O racismo estrutural pode ser visto em diferentes aspectos da vida em sociedade, como no acesso desigual a oportunidades educacionais, empregos, moradia, saúde e justiça.

O Governo e a parlamentar ainda não se pronunciaram sobre o assunto.

O editor do Blog deixa espaço aberto para o contraponto caso queriam fazê-lo.

A nota assinada por pelo menos 50 entidades foi divulgada pelo Fórum Maranhense de Mulheres. 

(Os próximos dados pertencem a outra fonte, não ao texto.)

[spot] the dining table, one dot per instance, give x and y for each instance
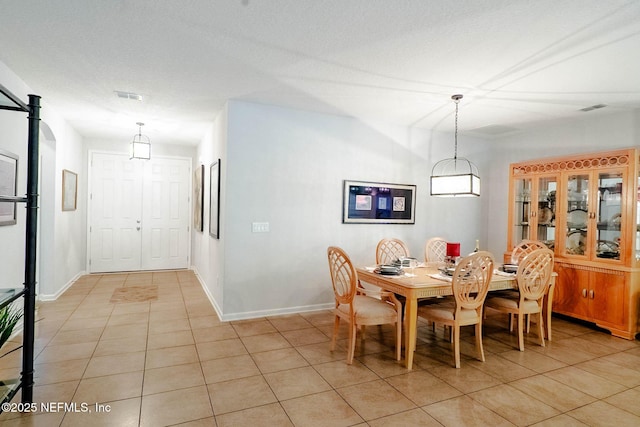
(423, 282)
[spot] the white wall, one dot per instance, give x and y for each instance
(593, 133)
(61, 259)
(286, 167)
(208, 252)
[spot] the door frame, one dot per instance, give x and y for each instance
(90, 189)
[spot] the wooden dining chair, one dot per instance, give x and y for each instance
(469, 285)
(357, 305)
(434, 251)
(390, 250)
(533, 277)
(518, 253)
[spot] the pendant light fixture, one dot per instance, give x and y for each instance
(141, 145)
(457, 176)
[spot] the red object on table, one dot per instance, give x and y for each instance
(453, 249)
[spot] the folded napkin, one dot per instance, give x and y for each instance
(503, 273)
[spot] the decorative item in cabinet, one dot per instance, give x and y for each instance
(595, 232)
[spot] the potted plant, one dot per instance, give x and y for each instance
(9, 318)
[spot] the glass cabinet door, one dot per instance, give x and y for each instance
(609, 215)
(546, 211)
(577, 208)
(521, 210)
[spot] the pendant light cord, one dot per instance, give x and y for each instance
(456, 99)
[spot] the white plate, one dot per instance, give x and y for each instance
(577, 219)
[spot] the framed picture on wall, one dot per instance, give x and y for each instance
(378, 203)
(214, 200)
(8, 184)
(198, 197)
(69, 190)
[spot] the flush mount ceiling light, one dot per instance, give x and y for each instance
(457, 176)
(141, 145)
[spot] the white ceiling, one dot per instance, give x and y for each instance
(519, 63)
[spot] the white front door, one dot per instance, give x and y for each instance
(138, 213)
(165, 214)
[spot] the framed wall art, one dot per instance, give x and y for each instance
(198, 197)
(8, 185)
(378, 203)
(69, 190)
(214, 200)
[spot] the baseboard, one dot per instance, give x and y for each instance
(53, 297)
(260, 313)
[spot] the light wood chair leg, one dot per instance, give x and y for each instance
(352, 343)
(521, 331)
(548, 304)
(541, 328)
(456, 345)
(336, 328)
(479, 348)
(399, 340)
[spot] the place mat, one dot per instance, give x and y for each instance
(441, 277)
(504, 273)
(135, 294)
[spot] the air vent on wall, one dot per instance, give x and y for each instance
(593, 107)
(128, 95)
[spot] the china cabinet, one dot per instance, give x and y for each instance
(586, 208)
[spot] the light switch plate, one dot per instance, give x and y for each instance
(259, 227)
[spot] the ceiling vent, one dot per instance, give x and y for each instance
(593, 107)
(128, 95)
(494, 130)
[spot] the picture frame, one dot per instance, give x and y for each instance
(366, 202)
(69, 190)
(8, 186)
(214, 200)
(198, 198)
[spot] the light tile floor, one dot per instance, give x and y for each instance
(169, 360)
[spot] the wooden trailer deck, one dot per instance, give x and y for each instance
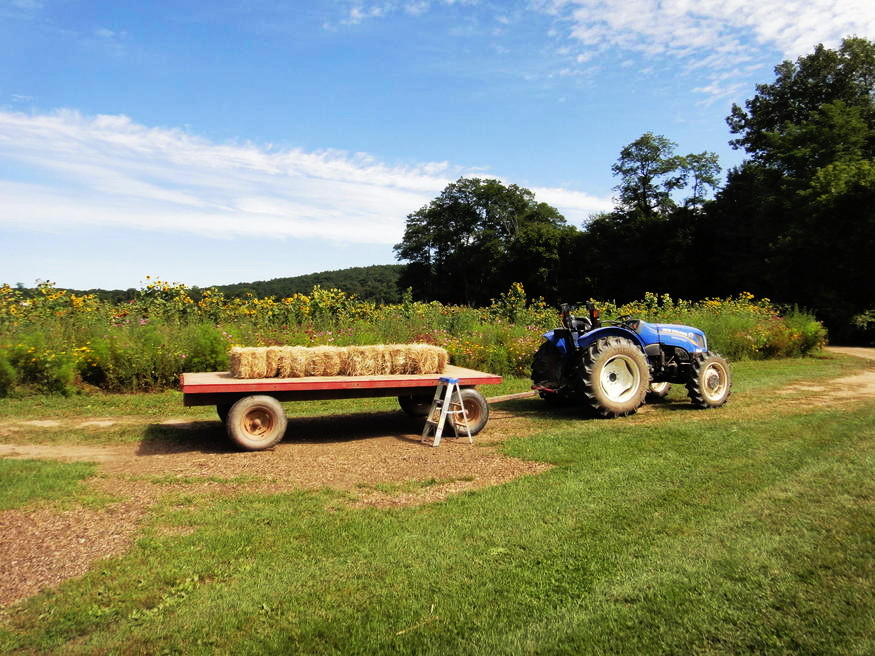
(255, 420)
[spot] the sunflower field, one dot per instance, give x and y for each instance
(53, 341)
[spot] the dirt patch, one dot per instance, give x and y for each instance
(846, 388)
(377, 457)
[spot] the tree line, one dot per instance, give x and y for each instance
(795, 221)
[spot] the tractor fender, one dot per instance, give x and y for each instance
(610, 331)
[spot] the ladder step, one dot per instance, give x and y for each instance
(447, 402)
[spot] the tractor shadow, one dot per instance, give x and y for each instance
(210, 437)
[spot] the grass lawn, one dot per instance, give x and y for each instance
(743, 530)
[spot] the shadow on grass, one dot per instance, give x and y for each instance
(211, 436)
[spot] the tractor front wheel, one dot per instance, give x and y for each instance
(710, 382)
(614, 376)
(476, 409)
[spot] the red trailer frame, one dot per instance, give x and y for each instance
(251, 410)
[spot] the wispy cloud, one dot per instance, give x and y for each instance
(711, 37)
(72, 170)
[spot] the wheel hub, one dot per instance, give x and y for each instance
(619, 378)
(258, 421)
(714, 382)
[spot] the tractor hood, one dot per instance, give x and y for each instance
(643, 333)
(687, 337)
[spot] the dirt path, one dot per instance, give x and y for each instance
(375, 456)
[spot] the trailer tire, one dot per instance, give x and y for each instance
(614, 377)
(710, 382)
(476, 408)
(416, 405)
(256, 422)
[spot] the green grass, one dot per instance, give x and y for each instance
(743, 530)
(24, 481)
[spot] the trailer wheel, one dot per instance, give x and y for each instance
(710, 382)
(222, 409)
(416, 405)
(256, 422)
(476, 408)
(614, 376)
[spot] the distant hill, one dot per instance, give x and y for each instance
(373, 283)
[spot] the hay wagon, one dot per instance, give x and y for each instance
(254, 417)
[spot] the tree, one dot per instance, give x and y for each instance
(476, 238)
(806, 195)
(650, 173)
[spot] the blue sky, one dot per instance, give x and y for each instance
(211, 143)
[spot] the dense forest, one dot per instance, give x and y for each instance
(795, 222)
(378, 283)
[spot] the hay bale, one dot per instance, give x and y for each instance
(428, 359)
(373, 360)
(400, 361)
(272, 357)
(365, 360)
(248, 362)
(292, 362)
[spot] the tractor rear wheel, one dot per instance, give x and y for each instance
(710, 382)
(614, 376)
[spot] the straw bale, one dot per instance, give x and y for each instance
(365, 360)
(247, 362)
(324, 361)
(272, 356)
(292, 362)
(373, 360)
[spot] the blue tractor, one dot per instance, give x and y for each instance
(614, 367)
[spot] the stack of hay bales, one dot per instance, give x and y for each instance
(300, 361)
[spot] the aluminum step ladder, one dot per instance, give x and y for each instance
(447, 401)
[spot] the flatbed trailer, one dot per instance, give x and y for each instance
(252, 412)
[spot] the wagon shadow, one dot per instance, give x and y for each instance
(210, 436)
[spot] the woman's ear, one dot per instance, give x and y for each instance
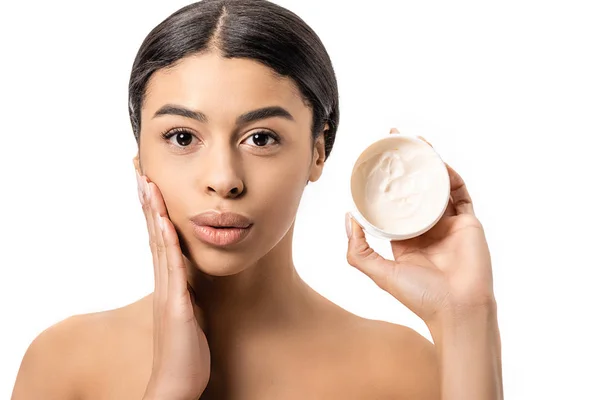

“Causa espanto e revolta a todo movimento de mulheres do Maranhão a indicação para a SEMU de uma deputada estadual recém empossada sem histórico nas lutas em prol dos direitos humanos básicos, a exemplo da igualdade de gênero para as mulheres. E para agravar a falta de conhecimento da pasta a deputada está sendo exposta nas redes sociais por postagens que denunciam o classicismo e o racismo”, diz o documento.

“Com a indicação da deputada Abigail Cunha, o Maranhão parece estar fazendo caminho inverso ao permitir que o órgão responsável pelas políticas públicas para as mulheres seja tratado como uma Secretaria meramente decorativa, sem orçamento e sem poder para atuar na articulação transversal, ora servindo como moeda de troca em negociações políticas. Nessa perspectiva, a indicação da deputada para a SEMU, em pleno mês de março, desrespeita todo movimento de mulheres do Maranhão”, completou.